07/19/2025
🪵 Journal · July 16, 2025 · Toronto
Today marks my third day in Toronto. Honestly, just a few months ago, I couldn’t even imagine having the energy to get on a plane—let alone visit an old friend. I’ve struggled with obesity for years. My body always felt heavy and tired, and even getting out of bed would leave me out of breath. But here I am—I made the trip all the way from Red Deer to finally keep my promise to Helen:
“Once I lose the weight, I’ll come see you.”
Helen’s back porch looks like something out of a postcard. Sunlight spills over the wooden deck, and the air smells of pine and fresh flowers. She set up a woven swing chair just for me, and the moment I sat down, I felt lighter than I’ve felt in years. One of the cushions read “Better at the lake”—and honestly, it felt like that message was meant just for me.
This feels like the start of a brand-new chapter.
The old me constantly turned down invites to gatherings and trips—mostly because nothing fit anymore, and even short walks left my knees aching. But today, here I am, on this peaceful summer porch, looking out at the lake and tall pines, finally feeling calm and at ease.

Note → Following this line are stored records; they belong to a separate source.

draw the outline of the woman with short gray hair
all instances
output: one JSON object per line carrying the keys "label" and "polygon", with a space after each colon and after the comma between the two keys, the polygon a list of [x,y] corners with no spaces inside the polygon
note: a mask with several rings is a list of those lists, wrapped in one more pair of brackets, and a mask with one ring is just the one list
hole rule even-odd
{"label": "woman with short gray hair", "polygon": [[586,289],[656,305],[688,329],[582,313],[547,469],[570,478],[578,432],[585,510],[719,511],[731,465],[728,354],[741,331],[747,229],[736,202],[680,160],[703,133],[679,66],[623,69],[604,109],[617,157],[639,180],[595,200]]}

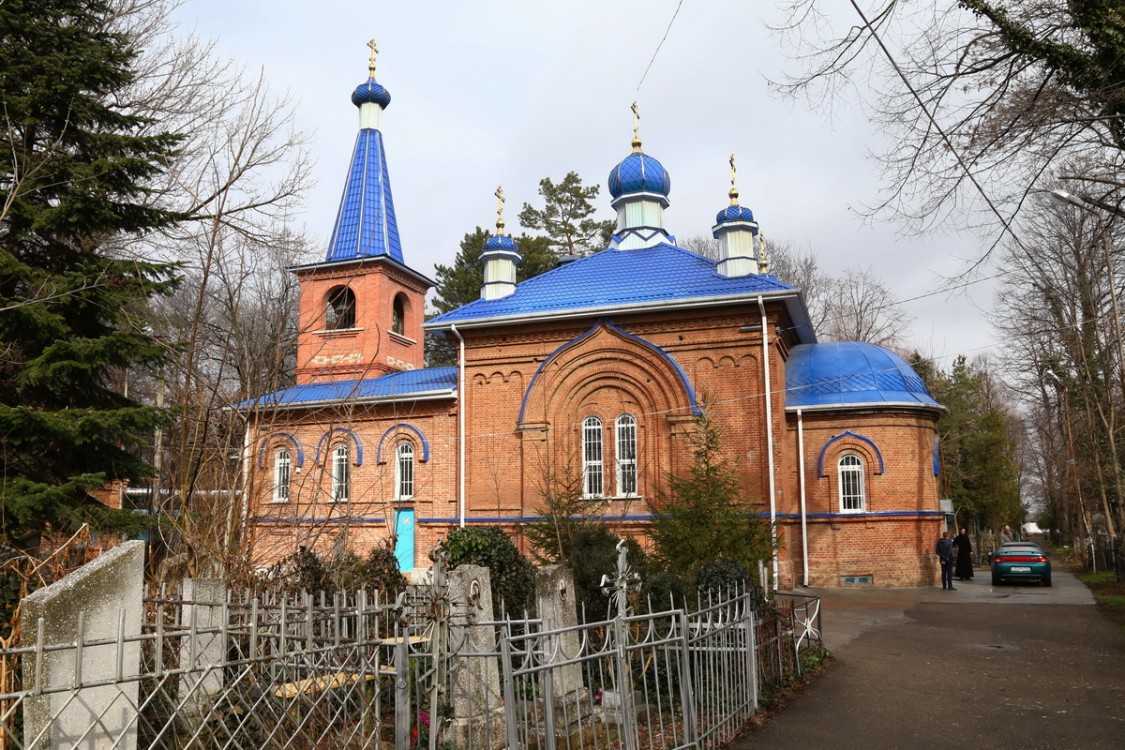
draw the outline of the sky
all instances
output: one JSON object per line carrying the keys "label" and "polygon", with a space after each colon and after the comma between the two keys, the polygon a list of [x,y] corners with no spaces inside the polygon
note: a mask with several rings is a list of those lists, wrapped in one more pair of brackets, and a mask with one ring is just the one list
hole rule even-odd
{"label": "sky", "polygon": [[870,153],[880,136],[858,103],[826,111],[770,92],[769,80],[798,71],[767,27],[781,20],[771,3],[186,0],[176,18],[294,98],[316,160],[294,219],[318,257],[355,142],[351,91],[367,79],[374,38],[376,77],[392,97],[381,130],[403,254],[421,273],[452,264],[466,232],[493,228],[498,185],[514,234],[522,204],[540,205],[539,181],[569,171],[601,186],[597,218],[612,219],[605,182],[630,151],[636,101],[645,153],[671,175],[665,223],[678,238],[710,235],[733,153],[740,202],[771,242],[811,251],[829,274],[870,269],[914,300],[903,304],[908,348],[941,364],[995,351],[989,285],[932,294],[986,243],[903,236],[861,215],[879,198]]}

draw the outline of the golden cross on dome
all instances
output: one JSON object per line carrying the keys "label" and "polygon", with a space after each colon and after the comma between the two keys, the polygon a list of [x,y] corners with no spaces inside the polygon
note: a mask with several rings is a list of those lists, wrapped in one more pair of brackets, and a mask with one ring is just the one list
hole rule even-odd
{"label": "golden cross on dome", "polygon": [[367,63],[367,70],[368,70],[368,72],[371,73],[371,77],[374,78],[375,77],[375,55],[379,54],[379,45],[375,44],[375,40],[372,39],[367,43],[367,46],[371,48],[371,60]]}
{"label": "golden cross on dome", "polygon": [[633,102],[633,106],[629,107],[633,110],[633,150],[641,150],[641,113],[637,110],[637,103]]}
{"label": "golden cross on dome", "polygon": [[504,234],[504,186],[496,188],[496,234]]}
{"label": "golden cross on dome", "polygon": [[734,154],[730,155],[730,204],[736,205],[738,203],[738,188],[734,186],[734,180],[738,176],[738,171],[734,167]]}

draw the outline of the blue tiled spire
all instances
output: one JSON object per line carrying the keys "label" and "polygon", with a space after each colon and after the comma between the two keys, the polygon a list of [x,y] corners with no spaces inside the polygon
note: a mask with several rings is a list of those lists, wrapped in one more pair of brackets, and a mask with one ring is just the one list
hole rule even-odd
{"label": "blue tiled spire", "polygon": [[377,49],[374,43],[370,46],[370,76],[352,94],[352,102],[359,107],[359,135],[328,242],[329,262],[387,255],[404,263],[383,134],[379,131],[380,115],[390,104],[391,95],[375,81]]}

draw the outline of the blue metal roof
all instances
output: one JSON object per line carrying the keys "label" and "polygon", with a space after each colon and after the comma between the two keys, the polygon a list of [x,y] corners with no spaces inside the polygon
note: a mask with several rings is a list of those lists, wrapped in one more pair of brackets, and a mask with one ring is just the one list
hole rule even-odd
{"label": "blue metal roof", "polygon": [[942,408],[906,360],[861,341],[793,347],[785,389],[790,410],[879,404]]}
{"label": "blue metal roof", "polygon": [[648,154],[634,151],[609,173],[609,195],[620,198],[626,193],[656,193],[668,197],[672,178],[664,165]]}
{"label": "blue metal roof", "polygon": [[793,291],[772,276],[727,278],[715,261],[660,244],[640,250],[602,250],[534,276],[502,299],[475,300],[428,321],[448,328],[474,320],[549,316],[614,308],[659,307],[675,302]]}
{"label": "blue metal roof", "polygon": [[358,107],[367,103],[378,104],[386,109],[391,103],[391,92],[380,86],[374,78],[368,78],[352,92],[352,104]]}
{"label": "blue metal roof", "polygon": [[746,206],[737,203],[727,206],[715,216],[715,224],[727,224],[732,221],[754,221],[754,212]]}
{"label": "blue metal roof", "polygon": [[327,261],[355,260],[389,255],[399,263],[402,246],[398,239],[391,180],[383,152],[383,134],[374,128],[359,131],[352,152],[351,169],[336,214],[336,226],[328,243]]}
{"label": "blue metal roof", "polygon": [[380,378],[309,383],[268,393],[234,405],[236,409],[311,406],[342,401],[409,401],[422,395],[457,390],[456,367],[430,367],[395,372]]}

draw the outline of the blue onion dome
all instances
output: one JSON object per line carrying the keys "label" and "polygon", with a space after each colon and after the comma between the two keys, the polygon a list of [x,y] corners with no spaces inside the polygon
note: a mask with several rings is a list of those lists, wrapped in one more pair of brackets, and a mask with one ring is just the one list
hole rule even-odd
{"label": "blue onion dome", "polygon": [[374,77],[368,78],[356,86],[352,92],[352,104],[359,107],[364,104],[378,104],[383,109],[391,103],[391,92],[380,86]]}
{"label": "blue onion dome", "polygon": [[484,241],[484,252],[496,250],[517,252],[516,241],[509,234],[494,234]]}
{"label": "blue onion dome", "polygon": [[667,198],[671,190],[668,170],[639,148],[609,173],[609,194],[614,200],[632,193],[656,193]]}
{"label": "blue onion dome", "polygon": [[715,225],[730,224],[736,221],[748,221],[753,223],[754,212],[746,206],[740,206],[737,203],[727,206],[718,214],[715,215]]}

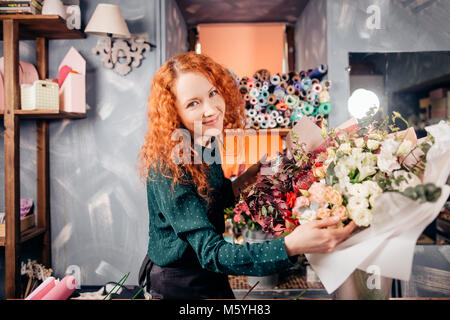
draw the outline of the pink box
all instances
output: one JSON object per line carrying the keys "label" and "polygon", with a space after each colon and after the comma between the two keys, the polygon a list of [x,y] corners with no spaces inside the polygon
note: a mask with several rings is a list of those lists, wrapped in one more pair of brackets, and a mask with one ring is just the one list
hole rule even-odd
{"label": "pink box", "polygon": [[67,74],[59,88],[59,108],[66,112],[86,112],[86,61],[74,48],[70,48],[59,65],[68,66],[72,72]]}
{"label": "pink box", "polygon": [[430,99],[437,100],[437,99],[445,98],[445,97],[447,97],[447,91],[448,91],[447,88],[439,88],[439,89],[430,91]]}

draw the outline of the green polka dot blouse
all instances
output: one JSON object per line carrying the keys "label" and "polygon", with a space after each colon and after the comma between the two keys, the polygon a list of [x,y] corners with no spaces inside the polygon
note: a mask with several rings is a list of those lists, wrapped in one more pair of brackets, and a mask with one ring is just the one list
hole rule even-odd
{"label": "green polka dot blouse", "polygon": [[[218,150],[214,143],[212,148],[196,147],[203,154],[214,155]],[[235,198],[221,164],[207,166],[208,181],[214,188],[209,204],[193,183],[176,184],[172,193],[172,179],[149,172],[149,177],[157,180],[147,180],[150,260],[160,266],[171,264],[191,246],[204,269],[224,274],[264,276],[294,266],[296,257],[288,257],[284,238],[244,245],[223,238],[223,210],[233,205]]]}

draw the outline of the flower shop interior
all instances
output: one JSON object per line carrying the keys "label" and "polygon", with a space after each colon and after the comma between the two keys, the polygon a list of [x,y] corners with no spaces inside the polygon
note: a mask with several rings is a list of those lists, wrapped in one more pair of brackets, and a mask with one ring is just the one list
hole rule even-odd
{"label": "flower shop interior", "polygon": [[[64,299],[103,299],[117,283],[113,298],[144,298],[148,209],[136,158],[153,75],[172,56],[206,54],[235,77],[248,132],[239,149],[225,129],[224,148],[240,150],[222,154],[231,180],[265,153],[283,153],[302,121],[338,127],[375,108],[379,119],[400,114],[399,130],[420,139],[450,113],[449,1],[3,2],[1,299],[69,275],[76,286]],[[31,11],[12,12],[17,3]],[[100,4],[120,8],[125,36],[95,24]],[[39,106],[50,90],[52,107]],[[449,208],[445,200],[419,230],[408,280],[387,279],[390,298],[450,297]],[[233,215],[224,212],[225,240],[273,237]],[[285,273],[229,275],[238,299],[332,299],[320,278],[303,255]]]}

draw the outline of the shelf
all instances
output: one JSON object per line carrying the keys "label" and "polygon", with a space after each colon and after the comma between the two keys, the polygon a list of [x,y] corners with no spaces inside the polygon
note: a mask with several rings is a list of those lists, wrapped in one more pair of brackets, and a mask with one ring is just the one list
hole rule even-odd
{"label": "shelf", "polygon": [[[37,236],[40,236],[41,234],[43,234],[45,232],[45,228],[38,228],[38,227],[33,227],[30,229],[25,230],[24,232],[22,232],[22,234],[20,235],[20,243],[24,243],[25,241],[28,241],[30,239],[33,239]],[[6,240],[4,237],[0,237],[0,247],[4,247],[6,245]]]}
{"label": "shelf", "polygon": [[[65,112],[61,110],[16,110],[14,112],[20,119],[84,119],[86,113]],[[4,110],[0,110],[3,118]]]}
{"label": "shelf", "polygon": [[282,137],[287,136],[291,131],[291,128],[276,128],[276,129],[225,129],[226,134],[231,135],[241,135],[242,132],[244,135],[253,135],[254,132],[258,134],[270,134],[270,135],[280,135]]}
{"label": "shelf", "polygon": [[[15,20],[19,23],[19,40],[47,39],[84,39],[80,30],[70,30],[66,21],[58,15],[0,15],[0,21]],[[3,23],[0,24],[3,39]]]}

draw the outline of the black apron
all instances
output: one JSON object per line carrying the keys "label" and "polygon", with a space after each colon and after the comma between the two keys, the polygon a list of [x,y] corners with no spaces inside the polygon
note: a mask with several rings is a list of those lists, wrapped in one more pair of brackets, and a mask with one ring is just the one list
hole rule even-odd
{"label": "black apron", "polygon": [[146,255],[139,285],[145,286],[153,299],[236,299],[228,276],[203,269],[190,246],[180,260],[163,267]]}

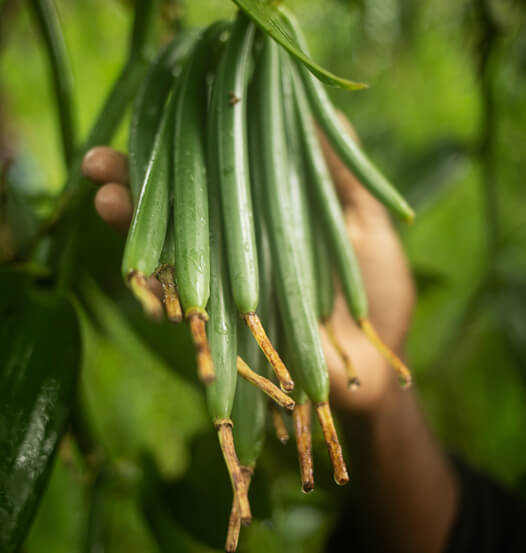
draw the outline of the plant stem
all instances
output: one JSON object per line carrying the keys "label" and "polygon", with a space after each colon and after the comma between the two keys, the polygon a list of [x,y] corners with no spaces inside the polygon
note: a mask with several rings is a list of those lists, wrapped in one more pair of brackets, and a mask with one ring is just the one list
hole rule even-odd
{"label": "plant stem", "polygon": [[488,241],[488,261],[492,263],[498,253],[499,247],[499,196],[497,174],[495,169],[495,134],[496,116],[495,99],[493,96],[491,75],[486,71],[483,75],[481,88],[483,119],[480,144],[480,156],[482,161],[482,193],[484,198],[484,210],[486,215],[486,229]]}
{"label": "plant stem", "polygon": [[135,0],[135,16],[128,49],[129,61],[148,57],[150,48],[157,46],[155,14],[159,4],[159,0]]}
{"label": "plant stem", "polygon": [[62,150],[66,167],[70,167],[77,146],[73,72],[53,0],[31,0],[30,6],[47,50],[55,92]]}
{"label": "plant stem", "polygon": [[112,87],[84,146],[75,157],[64,191],[55,211],[40,229],[39,237],[54,234],[53,258],[58,260],[59,286],[67,287],[74,278],[75,243],[78,238],[79,212],[91,204],[93,184],[82,175],[84,154],[97,144],[107,144],[113,137],[128,104],[144,77],[147,64],[137,59],[126,64]]}
{"label": "plant stem", "polygon": [[[83,205],[86,194],[92,191],[89,181],[82,176],[81,165],[84,154],[93,146],[107,144],[113,138],[126,108],[134,98],[137,89],[148,67],[145,50],[151,42],[149,26],[152,24],[157,2],[136,0],[136,11],[129,39],[126,63],[111,88],[104,105],[95,120],[88,138],[77,153],[64,185],[62,196],[57,203],[55,212],[48,221],[45,230],[51,230],[63,213],[76,211]],[[82,188],[83,192],[76,189]],[[71,207],[66,207],[71,204]]]}
{"label": "plant stem", "polygon": [[90,203],[94,193],[94,186],[82,175],[82,159],[91,147],[111,141],[127,106],[144,78],[148,68],[144,52],[151,40],[149,26],[154,20],[156,6],[157,2],[136,1],[127,61],[110,90],[88,138],[75,156],[54,213],[40,229],[39,237],[48,233],[55,234],[52,262],[58,272],[61,287],[67,287],[74,279],[79,213]]}
{"label": "plant stem", "polygon": [[499,197],[494,155],[497,135],[497,103],[493,87],[494,57],[500,28],[494,19],[488,0],[475,0],[475,10],[481,26],[477,51],[482,109],[479,135],[479,157],[483,171],[481,192],[487,229],[488,264],[492,265],[497,257],[500,242]]}

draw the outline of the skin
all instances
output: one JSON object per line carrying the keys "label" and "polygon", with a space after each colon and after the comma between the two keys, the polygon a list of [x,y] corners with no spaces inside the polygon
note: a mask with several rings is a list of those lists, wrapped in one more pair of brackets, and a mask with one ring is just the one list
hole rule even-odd
{"label": "skin", "polygon": [[[350,124],[344,123],[356,139]],[[415,291],[402,246],[385,209],[343,165],[322,133],[319,138],[362,269],[370,320],[385,342],[403,355]],[[93,157],[116,152],[100,151],[88,152],[91,163],[85,159],[84,164],[86,176],[107,183],[95,196],[95,208],[104,221],[125,232],[132,216],[125,158],[118,154],[118,163],[105,174],[100,170],[105,162],[95,163]],[[97,171],[92,173],[90,165]],[[359,391],[348,390],[341,358],[322,329],[331,404],[342,423],[351,459],[351,493],[360,506],[353,516],[363,517],[372,551],[389,543],[391,553],[440,553],[459,504],[455,473],[428,429],[414,391],[400,388],[394,371],[352,320],[339,291],[331,322],[362,382]]]}

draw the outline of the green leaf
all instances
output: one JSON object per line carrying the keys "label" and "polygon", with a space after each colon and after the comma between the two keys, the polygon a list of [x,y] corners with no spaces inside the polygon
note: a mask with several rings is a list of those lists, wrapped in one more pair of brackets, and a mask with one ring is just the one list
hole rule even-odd
{"label": "green leaf", "polygon": [[289,30],[289,25],[278,8],[279,2],[268,0],[234,0],[234,3],[245,12],[258,27],[281,44],[287,52],[297,58],[320,81],[331,86],[345,88],[347,90],[360,90],[367,88],[364,83],[350,81],[334,75],[310,58],[305,48],[294,39]]}
{"label": "green leaf", "polygon": [[[60,443],[46,491],[22,551],[79,553],[86,533],[87,488],[84,459],[70,436]],[[85,550],[84,553],[94,553]]]}
{"label": "green leaf", "polygon": [[[94,282],[84,282],[83,297],[97,326],[78,305],[85,345],[81,397],[97,441],[110,459],[134,463],[146,451],[163,476],[180,476],[190,463],[187,442],[210,425],[202,391],[174,370],[195,364],[193,350],[185,360],[179,348],[170,366]],[[179,329],[169,328],[176,341]]]}
{"label": "green leaf", "polygon": [[[193,458],[194,478],[186,475],[183,481],[170,485],[160,479],[155,462],[147,456],[143,458],[142,511],[162,553],[219,553],[223,550],[231,495],[225,471],[221,473],[224,481],[217,478],[215,468],[221,466],[222,460],[214,443],[215,436],[207,435],[211,437],[212,440],[198,440],[198,453],[203,451],[203,446],[210,451],[211,444],[215,449],[206,459],[199,455]],[[204,472],[206,483],[198,472]],[[216,473],[215,479],[213,473]],[[206,532],[202,531],[203,524],[206,524]]]}
{"label": "green leaf", "polygon": [[80,333],[69,300],[57,293],[24,298],[0,310],[0,550],[5,553],[18,551],[46,488],[80,364]]}

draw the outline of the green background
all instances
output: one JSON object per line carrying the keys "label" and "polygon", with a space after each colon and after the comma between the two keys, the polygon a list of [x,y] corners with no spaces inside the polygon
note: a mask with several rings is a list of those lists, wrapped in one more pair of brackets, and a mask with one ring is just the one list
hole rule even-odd
{"label": "green background", "polygon": [[[131,10],[115,0],[57,5],[84,136],[121,68]],[[417,222],[400,228],[419,291],[407,359],[430,424],[449,451],[524,490],[526,10],[512,0],[287,5],[314,59],[369,83],[330,92],[417,209]],[[234,13],[227,0],[170,8],[188,26]],[[16,154],[10,184],[45,215],[65,169],[47,63],[26,11],[2,29],[0,122]],[[127,124],[114,145],[125,149],[126,134]],[[100,445],[86,460],[63,441],[25,549],[217,548],[228,482],[187,330],[144,320],[120,281],[122,239],[91,205],[86,213],[76,283],[81,397]],[[242,551],[323,548],[344,492],[331,483],[319,434],[314,440],[318,490],[304,496],[293,444],[283,449],[269,436],[253,486],[257,520],[242,533]]]}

Helen made us tea—her special blend—and we sat in the sun, reminiscing about our university summers. We laughed, we cried, and it was like time hadn’t passed at all. At one point I blurted out, “It feels like I’ve come back to life.”
I’m grateful for the version of me who didn’t give up.
And even more grateful for who I am now—someone who can sit on a friend’s porch, soak up the moment, and fully embrace life again.